President Trump’s fiscal 2018 budget calls for the construction of “a physical wall” on the Mexican border, a recommitment to a top Trump campaign promise.
The budget proposal, released Tuesday, calls for a $2.6 billion investment in border security, including “funding to plan, design and construct a physical wall along the southern border.”
“This investment would strengthen border security, helping stem the flow of people, drugs, and other illicit material illegally crossing the border,” the document reads.
The president’s budget is a request to Congress for funding. Congress will determine actual spending. Nevertheless, the document is a statement of Trump’s intentions.
“We are absolutely dead serious about the wall,” Office of Management and Budget Director Mick Mulvaney said at a White House briefing Tuesday. Mulvaney said that it is a top-three budget priority for Trump, along with taking care of veterans and defense and addressing the debt.
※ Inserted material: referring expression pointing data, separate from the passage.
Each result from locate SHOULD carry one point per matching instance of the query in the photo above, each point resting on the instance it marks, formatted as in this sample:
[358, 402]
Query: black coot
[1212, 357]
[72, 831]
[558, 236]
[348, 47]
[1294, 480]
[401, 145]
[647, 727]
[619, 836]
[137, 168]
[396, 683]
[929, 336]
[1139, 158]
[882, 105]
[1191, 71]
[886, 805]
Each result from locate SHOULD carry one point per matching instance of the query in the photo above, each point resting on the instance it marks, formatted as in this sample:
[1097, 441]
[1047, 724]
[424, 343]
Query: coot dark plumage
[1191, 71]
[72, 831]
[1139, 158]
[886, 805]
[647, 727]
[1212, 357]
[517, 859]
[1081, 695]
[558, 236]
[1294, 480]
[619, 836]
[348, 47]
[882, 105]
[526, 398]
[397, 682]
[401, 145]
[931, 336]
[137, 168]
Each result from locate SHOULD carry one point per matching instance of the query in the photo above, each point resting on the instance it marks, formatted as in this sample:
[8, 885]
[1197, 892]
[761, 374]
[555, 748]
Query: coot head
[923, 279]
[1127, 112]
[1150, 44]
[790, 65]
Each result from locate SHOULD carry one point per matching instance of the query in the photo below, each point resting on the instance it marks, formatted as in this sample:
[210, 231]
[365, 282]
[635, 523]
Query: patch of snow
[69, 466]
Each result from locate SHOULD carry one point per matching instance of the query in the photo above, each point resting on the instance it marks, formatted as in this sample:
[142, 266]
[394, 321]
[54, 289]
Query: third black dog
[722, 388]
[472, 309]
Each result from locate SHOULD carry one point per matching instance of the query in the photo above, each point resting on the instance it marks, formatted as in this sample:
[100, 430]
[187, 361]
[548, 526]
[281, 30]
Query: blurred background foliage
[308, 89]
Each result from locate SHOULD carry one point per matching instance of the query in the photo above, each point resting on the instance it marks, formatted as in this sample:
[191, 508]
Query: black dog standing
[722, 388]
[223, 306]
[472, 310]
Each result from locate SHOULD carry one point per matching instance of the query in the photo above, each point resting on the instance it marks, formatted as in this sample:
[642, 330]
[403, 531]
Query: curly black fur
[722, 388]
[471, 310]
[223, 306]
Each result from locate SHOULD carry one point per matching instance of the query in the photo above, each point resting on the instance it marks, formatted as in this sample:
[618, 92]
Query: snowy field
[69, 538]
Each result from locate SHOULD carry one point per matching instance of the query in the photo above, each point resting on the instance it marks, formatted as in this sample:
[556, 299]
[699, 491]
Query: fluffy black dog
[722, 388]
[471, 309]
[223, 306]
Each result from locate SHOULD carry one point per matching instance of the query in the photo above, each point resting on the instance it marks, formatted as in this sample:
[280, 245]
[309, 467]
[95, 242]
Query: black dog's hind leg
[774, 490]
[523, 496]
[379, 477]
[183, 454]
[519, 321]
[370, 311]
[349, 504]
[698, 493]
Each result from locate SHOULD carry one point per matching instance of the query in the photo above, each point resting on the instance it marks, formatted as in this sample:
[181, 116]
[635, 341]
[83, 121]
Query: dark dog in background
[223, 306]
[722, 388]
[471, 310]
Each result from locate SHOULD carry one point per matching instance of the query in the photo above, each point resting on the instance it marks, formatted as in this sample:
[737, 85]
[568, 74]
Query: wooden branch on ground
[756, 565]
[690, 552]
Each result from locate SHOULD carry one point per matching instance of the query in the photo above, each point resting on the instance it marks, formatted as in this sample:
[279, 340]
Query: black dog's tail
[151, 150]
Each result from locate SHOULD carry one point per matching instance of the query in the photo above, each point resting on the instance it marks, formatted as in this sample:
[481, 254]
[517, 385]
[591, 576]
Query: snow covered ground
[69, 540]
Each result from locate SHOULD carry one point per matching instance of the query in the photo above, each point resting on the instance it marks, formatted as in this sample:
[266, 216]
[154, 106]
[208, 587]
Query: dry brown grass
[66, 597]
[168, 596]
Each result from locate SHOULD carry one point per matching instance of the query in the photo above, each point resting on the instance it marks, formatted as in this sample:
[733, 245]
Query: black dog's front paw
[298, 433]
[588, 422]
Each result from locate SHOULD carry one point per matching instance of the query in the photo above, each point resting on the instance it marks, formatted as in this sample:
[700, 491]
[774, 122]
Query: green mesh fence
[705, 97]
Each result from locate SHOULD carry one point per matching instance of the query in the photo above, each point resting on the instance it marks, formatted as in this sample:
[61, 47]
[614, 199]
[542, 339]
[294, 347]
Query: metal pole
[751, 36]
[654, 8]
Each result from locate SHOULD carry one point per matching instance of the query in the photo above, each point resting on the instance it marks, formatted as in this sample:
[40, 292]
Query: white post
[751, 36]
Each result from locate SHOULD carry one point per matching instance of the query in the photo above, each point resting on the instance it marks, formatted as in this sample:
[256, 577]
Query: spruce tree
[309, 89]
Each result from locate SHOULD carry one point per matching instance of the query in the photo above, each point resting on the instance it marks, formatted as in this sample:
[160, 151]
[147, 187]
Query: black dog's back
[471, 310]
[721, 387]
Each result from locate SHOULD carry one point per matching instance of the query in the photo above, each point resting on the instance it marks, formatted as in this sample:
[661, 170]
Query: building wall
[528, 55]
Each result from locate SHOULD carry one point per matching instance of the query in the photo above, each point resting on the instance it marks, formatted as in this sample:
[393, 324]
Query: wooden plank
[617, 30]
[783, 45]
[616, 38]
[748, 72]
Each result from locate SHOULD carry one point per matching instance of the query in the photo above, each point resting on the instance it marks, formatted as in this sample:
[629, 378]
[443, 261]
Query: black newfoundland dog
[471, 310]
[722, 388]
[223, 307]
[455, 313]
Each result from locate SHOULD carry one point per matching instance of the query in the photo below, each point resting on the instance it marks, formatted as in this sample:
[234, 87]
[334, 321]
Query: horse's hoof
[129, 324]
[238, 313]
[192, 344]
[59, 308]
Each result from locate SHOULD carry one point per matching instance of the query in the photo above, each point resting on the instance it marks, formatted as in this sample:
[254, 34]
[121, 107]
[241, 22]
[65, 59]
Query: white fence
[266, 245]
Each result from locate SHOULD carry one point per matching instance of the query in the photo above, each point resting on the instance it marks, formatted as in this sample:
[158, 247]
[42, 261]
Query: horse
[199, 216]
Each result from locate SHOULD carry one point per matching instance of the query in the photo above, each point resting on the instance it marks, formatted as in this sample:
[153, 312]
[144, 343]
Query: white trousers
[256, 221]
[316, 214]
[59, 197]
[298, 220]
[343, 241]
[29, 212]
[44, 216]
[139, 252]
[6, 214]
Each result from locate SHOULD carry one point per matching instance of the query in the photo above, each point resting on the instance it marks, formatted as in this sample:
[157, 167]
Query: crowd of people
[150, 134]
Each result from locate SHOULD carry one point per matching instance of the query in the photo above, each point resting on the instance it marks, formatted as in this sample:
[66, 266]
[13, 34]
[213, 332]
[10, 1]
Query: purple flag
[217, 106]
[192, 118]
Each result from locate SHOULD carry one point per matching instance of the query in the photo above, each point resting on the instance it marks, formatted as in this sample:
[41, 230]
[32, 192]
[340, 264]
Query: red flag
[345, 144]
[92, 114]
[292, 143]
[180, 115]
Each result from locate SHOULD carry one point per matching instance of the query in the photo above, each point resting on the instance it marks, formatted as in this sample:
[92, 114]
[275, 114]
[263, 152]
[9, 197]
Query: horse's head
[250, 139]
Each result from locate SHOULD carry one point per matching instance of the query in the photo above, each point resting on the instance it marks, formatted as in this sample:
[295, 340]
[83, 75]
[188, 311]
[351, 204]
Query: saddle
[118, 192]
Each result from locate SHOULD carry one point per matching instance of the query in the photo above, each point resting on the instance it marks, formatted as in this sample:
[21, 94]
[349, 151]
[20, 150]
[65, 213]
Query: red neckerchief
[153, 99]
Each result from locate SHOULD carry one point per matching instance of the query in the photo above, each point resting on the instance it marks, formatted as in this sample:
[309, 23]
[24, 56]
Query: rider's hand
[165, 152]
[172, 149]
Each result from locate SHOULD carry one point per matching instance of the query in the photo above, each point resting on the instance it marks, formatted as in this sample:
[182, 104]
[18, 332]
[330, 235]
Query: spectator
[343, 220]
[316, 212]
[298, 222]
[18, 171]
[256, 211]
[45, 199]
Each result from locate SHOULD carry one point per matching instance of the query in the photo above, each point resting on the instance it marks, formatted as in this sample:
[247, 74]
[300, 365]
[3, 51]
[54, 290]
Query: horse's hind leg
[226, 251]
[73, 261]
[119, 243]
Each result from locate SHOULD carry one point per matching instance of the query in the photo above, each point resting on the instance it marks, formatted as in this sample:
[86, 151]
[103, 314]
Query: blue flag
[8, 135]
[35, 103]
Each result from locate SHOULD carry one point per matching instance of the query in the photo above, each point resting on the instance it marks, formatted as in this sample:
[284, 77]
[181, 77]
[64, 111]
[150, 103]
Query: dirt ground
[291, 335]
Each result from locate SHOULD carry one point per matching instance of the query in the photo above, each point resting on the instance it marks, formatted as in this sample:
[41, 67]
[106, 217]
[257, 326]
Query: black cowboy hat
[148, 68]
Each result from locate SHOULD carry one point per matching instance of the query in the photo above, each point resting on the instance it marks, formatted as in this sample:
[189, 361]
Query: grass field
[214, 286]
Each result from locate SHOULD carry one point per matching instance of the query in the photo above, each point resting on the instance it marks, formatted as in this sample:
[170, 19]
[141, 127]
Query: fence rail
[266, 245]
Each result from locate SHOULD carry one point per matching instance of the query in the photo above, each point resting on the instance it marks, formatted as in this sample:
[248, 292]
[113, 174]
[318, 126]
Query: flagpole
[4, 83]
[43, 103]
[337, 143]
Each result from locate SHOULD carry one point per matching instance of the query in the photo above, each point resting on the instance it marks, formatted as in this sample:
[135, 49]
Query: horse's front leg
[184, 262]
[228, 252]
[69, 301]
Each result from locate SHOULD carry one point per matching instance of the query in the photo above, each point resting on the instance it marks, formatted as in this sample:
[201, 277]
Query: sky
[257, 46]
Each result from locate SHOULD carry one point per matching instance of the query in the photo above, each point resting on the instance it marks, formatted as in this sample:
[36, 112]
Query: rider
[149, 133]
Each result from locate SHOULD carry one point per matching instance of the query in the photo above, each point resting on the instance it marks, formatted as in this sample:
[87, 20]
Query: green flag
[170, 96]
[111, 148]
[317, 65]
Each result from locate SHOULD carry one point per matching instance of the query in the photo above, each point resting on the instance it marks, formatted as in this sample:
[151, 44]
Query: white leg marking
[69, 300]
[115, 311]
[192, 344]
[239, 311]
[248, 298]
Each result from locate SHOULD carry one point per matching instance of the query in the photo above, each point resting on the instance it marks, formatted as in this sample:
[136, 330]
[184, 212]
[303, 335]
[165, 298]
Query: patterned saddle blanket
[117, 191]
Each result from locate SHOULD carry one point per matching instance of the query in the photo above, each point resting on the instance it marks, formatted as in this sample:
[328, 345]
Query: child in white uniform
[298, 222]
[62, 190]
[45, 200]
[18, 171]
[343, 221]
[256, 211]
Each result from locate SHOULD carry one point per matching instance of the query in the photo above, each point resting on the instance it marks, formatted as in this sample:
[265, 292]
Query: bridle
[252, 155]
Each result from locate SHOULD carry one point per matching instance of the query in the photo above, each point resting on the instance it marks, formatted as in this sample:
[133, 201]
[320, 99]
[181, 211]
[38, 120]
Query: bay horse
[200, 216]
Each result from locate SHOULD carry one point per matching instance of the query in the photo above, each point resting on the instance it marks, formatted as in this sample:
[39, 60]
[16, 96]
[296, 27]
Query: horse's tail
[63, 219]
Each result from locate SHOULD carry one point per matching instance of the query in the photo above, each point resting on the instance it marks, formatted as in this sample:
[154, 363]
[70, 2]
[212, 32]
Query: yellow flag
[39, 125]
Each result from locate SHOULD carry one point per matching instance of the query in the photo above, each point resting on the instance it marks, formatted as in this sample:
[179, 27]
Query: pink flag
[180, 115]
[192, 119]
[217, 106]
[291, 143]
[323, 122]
Trump’s commitment to following through with an actual border wall — a proposal opposed by Democrats and some Republicans, including some in districts along the border — was questioned after the spending deal for the rest of fiscal 2017, which ends Sept. 30, did not include funding for a physical wall.
After the administration reached that deal with Congress at the beginning of May, Mulvaney defended it on the grounds that it upgraded existing border security features, such as fences.
“We’re going to continue to press on” in requesting more funding for the wall, Mulvaney said.
The administration has not yet decided on specifics relating the the wall, such as the material that will be used to make it, and different wall types will be slated for different parts of the border, Mulvaney said.
He added that some of the funding sought for fiscal year 2018 will go toward the infrastructure for wall construction, such as running access roads and material to the border, rather than to the wall itself. “You don’t automatically, magically build a wall in the middle of nowhere,” Mulvaney told reporters.
The Justice Department said the department is planning on spending almost $2 million on fighting land claims in court.
There is a $1.8 million request by the department’s Environment and Natural Resources Division to hire 12 attorneys “to meet the litigation, acquisition and appraisal demands during the construction along the border between Mexico and the United States.”
Reporter Kelly Cohen contributed to this report.